Shifting views on body image

The media’s definition of “beauty” has changed throughout the years, and this can affect an individual’s body image.

Counseling and Psychological Services held a workshop as part of its Food for Thought series called “Beautiful Me: Body Image Concerns” on Wednesday afternoon at the Student Services Center. Students were invited to discuss and get informative details on body image issues and how to overcome them.

A presentation was shown to attendees with key points varying from eating disorders to improving your outlook on your body image. CAPS doctoral psychology intern Katie Croft Caderao talked to students about the social issue and what can be done to have a healthy body and mind.

“It’s a very important topic, and I think it impacts our entire student population,” Croft Caderao said. “The presentation was a way to encourage people to reflect more about how media influences their body image and find some way to improve upon that.”

Since media is the major impact on body image issues, Croft Caderao showed a video in which an average-size model was Photoshopped not only to a skinnier version but into a whole different person. Psychology senior Joann Ramirez said she feels that media are going too far with their definition of beauty.

“The best way to improve your self-esteem is to throw away your fashion magazines,” Ramirez said. “I think the media is giving us, the average American person, the wrong ideal body of both the woman and the man.”

The attendees also discussed the fact that women are not the only gender dealing with their body image. As some women tend to think that being thin is beautiful, some men are insecure about not being muscular and masculine.

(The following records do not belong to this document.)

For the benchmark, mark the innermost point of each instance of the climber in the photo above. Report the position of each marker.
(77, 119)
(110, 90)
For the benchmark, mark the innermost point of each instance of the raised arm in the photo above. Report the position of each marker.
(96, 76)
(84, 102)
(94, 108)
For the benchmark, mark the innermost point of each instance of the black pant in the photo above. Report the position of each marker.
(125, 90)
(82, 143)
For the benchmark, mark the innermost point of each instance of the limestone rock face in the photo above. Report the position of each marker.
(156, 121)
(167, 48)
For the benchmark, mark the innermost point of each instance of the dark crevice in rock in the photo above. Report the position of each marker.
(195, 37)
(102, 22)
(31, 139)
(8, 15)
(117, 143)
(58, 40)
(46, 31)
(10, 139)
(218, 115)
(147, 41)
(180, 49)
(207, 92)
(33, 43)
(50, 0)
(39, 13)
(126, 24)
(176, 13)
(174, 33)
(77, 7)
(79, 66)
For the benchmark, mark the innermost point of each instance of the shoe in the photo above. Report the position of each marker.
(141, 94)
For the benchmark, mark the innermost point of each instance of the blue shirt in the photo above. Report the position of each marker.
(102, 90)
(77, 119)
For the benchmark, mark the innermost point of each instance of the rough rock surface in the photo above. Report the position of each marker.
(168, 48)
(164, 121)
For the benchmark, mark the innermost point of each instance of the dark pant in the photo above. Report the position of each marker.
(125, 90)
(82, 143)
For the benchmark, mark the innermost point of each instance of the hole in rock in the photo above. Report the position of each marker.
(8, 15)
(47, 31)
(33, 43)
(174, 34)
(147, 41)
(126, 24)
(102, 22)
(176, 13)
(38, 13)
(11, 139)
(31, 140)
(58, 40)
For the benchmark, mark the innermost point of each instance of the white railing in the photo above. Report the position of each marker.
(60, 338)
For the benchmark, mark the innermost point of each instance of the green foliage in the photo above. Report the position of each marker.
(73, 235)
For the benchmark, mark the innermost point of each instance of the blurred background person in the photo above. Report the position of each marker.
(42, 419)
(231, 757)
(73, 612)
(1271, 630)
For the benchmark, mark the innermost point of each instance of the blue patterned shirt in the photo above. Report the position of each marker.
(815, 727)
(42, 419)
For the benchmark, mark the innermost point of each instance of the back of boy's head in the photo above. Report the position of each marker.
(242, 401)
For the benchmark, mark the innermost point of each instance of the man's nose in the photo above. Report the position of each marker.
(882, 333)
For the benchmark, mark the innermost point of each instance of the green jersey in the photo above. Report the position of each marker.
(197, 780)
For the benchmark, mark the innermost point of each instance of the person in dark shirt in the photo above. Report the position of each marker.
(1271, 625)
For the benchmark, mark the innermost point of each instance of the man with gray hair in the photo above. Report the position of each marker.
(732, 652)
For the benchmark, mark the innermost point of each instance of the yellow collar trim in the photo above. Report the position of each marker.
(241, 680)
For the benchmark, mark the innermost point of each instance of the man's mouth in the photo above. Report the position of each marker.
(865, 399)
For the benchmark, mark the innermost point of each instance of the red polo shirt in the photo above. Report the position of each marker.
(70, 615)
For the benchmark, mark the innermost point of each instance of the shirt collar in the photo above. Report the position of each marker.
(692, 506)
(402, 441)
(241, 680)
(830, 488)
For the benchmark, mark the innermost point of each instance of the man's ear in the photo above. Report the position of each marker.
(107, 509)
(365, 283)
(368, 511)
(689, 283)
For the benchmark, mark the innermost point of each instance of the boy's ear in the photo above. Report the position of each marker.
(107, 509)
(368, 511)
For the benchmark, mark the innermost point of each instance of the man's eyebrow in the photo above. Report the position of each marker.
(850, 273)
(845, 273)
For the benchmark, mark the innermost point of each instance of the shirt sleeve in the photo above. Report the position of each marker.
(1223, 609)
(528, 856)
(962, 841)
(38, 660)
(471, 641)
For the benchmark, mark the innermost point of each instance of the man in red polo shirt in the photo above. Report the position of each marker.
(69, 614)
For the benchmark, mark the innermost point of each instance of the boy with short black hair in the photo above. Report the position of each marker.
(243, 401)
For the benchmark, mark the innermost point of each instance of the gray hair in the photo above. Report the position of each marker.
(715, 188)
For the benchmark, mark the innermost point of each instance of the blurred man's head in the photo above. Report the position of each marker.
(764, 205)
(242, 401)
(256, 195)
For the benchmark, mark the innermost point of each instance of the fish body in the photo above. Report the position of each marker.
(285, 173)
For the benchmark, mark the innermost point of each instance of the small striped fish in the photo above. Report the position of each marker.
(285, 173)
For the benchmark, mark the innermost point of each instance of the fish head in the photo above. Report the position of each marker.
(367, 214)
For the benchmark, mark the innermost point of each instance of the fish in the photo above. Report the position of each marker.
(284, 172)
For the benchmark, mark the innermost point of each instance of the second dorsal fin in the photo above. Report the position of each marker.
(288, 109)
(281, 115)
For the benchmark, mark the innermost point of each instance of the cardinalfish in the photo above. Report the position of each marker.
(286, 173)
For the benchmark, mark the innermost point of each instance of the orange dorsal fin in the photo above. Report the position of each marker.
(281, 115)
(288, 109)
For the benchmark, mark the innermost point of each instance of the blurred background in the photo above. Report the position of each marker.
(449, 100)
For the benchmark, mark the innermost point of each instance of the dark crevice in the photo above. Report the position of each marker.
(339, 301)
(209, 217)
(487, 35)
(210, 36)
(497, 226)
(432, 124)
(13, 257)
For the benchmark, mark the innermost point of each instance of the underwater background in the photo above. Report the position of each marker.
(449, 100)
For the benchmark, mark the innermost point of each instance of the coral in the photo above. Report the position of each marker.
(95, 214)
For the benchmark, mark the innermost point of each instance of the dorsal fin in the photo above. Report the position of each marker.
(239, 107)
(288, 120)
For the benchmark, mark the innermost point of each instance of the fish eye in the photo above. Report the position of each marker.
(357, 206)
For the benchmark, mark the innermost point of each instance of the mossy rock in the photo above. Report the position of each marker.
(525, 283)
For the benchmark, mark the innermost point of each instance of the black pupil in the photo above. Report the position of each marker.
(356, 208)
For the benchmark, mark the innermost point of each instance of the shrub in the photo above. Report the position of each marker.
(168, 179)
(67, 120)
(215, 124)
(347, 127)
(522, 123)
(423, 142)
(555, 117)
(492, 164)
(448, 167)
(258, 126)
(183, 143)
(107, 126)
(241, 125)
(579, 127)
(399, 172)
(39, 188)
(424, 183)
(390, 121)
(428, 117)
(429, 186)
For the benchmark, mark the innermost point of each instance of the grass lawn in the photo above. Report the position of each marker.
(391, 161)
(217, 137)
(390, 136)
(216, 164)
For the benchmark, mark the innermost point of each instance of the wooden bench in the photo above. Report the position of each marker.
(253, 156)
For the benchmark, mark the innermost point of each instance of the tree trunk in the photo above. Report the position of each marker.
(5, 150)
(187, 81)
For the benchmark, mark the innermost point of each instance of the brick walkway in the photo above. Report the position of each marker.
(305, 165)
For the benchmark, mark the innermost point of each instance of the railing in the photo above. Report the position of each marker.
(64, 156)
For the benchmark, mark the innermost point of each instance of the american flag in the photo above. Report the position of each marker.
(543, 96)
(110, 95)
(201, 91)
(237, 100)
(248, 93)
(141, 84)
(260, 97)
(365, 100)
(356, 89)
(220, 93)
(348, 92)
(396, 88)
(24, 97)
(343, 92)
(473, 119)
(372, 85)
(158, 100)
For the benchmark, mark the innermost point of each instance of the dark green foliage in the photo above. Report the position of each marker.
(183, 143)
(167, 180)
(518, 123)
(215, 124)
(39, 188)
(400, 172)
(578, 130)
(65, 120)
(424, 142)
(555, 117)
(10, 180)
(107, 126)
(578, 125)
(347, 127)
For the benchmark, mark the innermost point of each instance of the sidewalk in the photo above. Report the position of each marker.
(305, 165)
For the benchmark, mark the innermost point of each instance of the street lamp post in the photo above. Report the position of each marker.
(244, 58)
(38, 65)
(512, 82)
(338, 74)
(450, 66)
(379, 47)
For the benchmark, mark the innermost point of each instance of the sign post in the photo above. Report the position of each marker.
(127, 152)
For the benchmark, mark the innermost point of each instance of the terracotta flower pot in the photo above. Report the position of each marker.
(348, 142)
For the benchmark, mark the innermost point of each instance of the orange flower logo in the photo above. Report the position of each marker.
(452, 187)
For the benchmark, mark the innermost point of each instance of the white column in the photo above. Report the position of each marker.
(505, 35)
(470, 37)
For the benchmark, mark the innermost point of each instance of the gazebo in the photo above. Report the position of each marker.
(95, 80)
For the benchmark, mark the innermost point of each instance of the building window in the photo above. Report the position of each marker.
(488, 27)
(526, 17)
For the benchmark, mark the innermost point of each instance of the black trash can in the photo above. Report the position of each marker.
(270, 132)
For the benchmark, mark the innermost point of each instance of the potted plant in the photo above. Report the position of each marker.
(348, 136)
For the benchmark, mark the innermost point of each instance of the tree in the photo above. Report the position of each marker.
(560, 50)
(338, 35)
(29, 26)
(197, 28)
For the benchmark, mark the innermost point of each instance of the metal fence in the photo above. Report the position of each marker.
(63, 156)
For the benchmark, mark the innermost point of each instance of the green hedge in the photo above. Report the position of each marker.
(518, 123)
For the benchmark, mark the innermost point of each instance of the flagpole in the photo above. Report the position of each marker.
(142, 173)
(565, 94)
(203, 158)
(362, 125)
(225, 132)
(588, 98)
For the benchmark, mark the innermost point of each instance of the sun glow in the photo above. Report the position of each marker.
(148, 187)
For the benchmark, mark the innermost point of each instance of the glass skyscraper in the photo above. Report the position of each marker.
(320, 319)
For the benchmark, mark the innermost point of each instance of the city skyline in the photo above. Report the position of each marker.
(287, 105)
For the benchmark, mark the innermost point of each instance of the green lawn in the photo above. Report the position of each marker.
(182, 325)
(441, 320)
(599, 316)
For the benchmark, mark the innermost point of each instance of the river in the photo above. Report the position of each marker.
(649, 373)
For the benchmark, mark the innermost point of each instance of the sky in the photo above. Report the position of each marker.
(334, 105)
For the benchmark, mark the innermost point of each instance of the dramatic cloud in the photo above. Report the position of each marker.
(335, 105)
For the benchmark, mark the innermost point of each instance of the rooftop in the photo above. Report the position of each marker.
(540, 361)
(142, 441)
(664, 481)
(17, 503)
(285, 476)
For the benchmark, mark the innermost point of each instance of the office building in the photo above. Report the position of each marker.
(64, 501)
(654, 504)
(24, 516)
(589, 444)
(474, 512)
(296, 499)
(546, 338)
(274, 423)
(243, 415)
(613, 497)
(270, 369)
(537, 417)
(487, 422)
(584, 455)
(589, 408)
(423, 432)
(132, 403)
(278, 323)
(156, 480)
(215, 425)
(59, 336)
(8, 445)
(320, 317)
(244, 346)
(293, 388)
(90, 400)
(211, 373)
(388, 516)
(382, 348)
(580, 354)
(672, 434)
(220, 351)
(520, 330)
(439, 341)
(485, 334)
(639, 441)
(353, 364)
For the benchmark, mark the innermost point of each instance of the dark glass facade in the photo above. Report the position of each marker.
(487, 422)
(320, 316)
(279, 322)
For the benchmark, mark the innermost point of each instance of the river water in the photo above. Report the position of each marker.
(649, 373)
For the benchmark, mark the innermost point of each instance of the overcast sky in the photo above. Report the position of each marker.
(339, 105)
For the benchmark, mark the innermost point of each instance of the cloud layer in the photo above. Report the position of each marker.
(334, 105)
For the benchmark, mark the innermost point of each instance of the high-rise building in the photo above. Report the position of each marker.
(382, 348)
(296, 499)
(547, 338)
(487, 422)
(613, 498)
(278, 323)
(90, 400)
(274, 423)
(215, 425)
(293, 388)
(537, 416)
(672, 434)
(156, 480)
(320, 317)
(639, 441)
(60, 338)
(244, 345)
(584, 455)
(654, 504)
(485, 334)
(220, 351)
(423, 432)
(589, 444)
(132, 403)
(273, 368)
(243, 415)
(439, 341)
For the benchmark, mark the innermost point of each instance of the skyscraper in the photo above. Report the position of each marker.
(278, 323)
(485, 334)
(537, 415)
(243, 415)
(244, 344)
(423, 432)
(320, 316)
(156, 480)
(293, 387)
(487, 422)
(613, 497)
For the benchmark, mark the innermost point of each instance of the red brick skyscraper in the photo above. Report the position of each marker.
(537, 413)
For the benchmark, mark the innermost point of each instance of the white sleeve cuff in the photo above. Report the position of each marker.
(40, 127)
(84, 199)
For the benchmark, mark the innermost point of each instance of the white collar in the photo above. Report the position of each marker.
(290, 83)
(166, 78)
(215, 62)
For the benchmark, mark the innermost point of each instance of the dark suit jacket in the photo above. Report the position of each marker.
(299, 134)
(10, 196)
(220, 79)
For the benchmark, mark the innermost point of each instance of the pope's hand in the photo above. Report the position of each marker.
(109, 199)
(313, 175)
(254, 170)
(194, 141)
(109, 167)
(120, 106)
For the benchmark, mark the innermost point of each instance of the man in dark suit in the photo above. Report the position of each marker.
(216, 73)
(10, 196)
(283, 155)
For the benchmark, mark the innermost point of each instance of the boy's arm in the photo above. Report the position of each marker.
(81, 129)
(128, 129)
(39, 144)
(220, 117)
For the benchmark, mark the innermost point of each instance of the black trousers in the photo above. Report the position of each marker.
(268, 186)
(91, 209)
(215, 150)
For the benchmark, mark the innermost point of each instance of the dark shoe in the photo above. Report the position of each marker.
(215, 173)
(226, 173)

Education junior Claude Webb felt that it was great that this topic was covered, since it’s something that’s not spoken a lot.

“It was informative and gave a different light,” Webb said. “Some guys have the same perspective as women do for their definition of beauty. I think with guys, it’s a little different and harder to approach, but I would definitely give them the same information I gained at this workshop.”

After discussing topics that might affect body image, Croft Caderao also gave key points on how to improve your self-esteem. She advised limiting the time spent in front of the mirror, which would help the individual not look at the negative.

Education post-graduate Leone Mack said she finds it difficult to spend less time in front of a mirror, since she works at a hair salon.

“I guess every time I look at myself, I’ll point out something more positive rather than a flaw that I’m looking at,” Mack said. “The presentation showed us more positive body image instead of what is on the magazine. We should just be healthy.”

CAPS will also host the National Eating Disorder Screening Day on Feb. 27 at the Campus Recreation and Wellness Center. The event will include a screening, food and a drawing. Students can also participate by taking a “selfie” in any restroom tagged with #loveyourbody.